Pope Francis has opened a two-year consultation with global Catholic figures to shape the future of the Catholic Church in three stages.

Over the years, one of the world’s major religions has found itself in hot water over many things – from its conservative views in a progressive world to scandals covering sex and finances.

But now, the current 84-year-old figurehead of the Church is looking ahead. Pope Francis has initiated a move that many hope will modernise the Church’s views on social issues and the role of women in Catholicism.

Catholic Church mass
Photo: Ed Murray/NJ Advance

On Sunday, Pope Francis announced the start of “For a Synodal Church: Communion, Participation and Mission”. It’s essentially a gathering of Catholic figures from across the world, where current and future issues will be tackled in three stages.

BBC News outlines them with the following:

  • The “listening phase” – Catholics who work at a “diocesan level” across the world will discuss whether or not the Church converses with other social/minority groups, including young people and women. At this stage, the role of the Church in modern life will also be discussed.
  • The “continental phase” – bishops will collate their findings.
  • The “universal phase” – bishops will gather at the Vatican to report on the information. This is expected to last one month and will take place in October 2023.

When performing a homily in front of a (roughly) 3000 strong crowd at St.
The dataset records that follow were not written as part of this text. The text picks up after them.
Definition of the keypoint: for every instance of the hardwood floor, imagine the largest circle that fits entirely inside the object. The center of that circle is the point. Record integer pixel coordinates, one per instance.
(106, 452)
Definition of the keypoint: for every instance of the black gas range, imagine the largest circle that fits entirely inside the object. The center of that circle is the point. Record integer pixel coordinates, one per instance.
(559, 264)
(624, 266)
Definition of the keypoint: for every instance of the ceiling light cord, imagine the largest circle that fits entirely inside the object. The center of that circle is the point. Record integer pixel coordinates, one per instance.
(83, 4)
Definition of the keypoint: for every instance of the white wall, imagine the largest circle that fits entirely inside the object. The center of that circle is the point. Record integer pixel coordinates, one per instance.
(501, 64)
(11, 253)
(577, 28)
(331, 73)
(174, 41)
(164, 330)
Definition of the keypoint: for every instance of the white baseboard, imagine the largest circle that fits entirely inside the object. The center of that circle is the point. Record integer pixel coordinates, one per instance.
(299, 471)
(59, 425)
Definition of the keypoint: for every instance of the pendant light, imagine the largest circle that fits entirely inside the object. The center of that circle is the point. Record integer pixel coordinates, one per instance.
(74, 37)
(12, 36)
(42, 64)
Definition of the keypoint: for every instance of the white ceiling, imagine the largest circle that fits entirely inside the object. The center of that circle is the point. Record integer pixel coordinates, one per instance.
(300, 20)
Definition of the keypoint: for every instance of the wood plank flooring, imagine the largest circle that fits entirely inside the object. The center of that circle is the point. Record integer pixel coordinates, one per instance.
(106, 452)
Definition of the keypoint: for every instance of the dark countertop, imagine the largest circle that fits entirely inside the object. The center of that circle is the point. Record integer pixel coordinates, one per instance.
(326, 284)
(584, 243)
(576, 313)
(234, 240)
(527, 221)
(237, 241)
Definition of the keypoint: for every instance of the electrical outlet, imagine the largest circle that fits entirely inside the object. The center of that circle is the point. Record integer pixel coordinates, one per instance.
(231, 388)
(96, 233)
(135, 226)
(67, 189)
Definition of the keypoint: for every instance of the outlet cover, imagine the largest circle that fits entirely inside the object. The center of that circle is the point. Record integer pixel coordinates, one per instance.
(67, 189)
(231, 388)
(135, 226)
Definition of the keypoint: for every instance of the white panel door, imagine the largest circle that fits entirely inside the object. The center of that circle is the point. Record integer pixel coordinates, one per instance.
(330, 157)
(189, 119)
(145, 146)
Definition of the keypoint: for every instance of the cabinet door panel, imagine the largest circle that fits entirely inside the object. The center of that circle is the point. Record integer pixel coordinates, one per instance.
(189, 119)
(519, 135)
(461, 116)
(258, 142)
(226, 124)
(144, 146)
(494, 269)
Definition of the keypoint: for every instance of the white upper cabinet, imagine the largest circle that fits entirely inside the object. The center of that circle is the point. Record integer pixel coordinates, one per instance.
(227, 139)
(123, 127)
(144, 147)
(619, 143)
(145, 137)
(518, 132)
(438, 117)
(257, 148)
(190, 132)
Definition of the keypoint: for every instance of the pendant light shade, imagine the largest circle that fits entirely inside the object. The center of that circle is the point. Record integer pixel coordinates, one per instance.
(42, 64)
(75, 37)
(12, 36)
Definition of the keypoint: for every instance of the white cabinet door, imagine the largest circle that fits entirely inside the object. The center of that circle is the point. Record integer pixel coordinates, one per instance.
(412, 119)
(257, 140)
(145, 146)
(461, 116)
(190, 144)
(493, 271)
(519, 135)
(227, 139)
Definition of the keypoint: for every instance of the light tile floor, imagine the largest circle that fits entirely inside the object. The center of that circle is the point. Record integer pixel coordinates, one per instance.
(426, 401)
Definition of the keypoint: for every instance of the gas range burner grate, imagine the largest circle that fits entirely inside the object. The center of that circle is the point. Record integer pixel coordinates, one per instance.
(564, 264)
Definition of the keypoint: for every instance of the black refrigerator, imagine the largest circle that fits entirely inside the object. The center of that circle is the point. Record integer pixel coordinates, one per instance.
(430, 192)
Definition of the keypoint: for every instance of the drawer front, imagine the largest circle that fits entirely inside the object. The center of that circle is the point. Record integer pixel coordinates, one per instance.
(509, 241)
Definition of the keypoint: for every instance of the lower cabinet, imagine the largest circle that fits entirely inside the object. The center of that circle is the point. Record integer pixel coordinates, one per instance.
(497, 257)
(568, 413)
Peter’s Basilica in Vatican City, Pope Francis stressed that the “art of encounter” will be a lifeline for the Church moving forward.

“Everything changes once we are capable of genuine encounters with [Jesus] and with one another, without formalism or pretense, but simply as we are,” the pope said (as quoted by the US-based National Catholic Reporter).

“Let us ask: in the church, are we good at listening? How good is the hearing of our heart?”

“Do we allow people to express themselves, to walk in faith even though they have had difficulties in life, and to be part of the life of the community without being hindered, rejected or judged?”

Moreover, Pope Francis also revealed he hopes the consultation will create an environment where all can feel at home and participate.

Pope Francis Catholic Church
Photo: CNS photo/Vatican Media

“Let us not soundproof our hearts; let us not remain barricaded in our certainties. Let us listen to one another,” he said.

The announcement has been met with a mixed reception.

The National Catholic Reporter praised the move, acknowledging that it may not be the best solution, but “the Church is more likely to address the needs of the people of God with it than without it”.

George Weigel, a theologian writing for the US Catholic journal, First Things, criticised the consultation. Weigel wrote it would only amount to “two years of self-referential Catholic chatter” that would not help with issues such as “[people] drifting away from the faith in droves”.

If successful, such a move could improve the global figures of people identifying as Catholic – something that has been declining since the ’70s.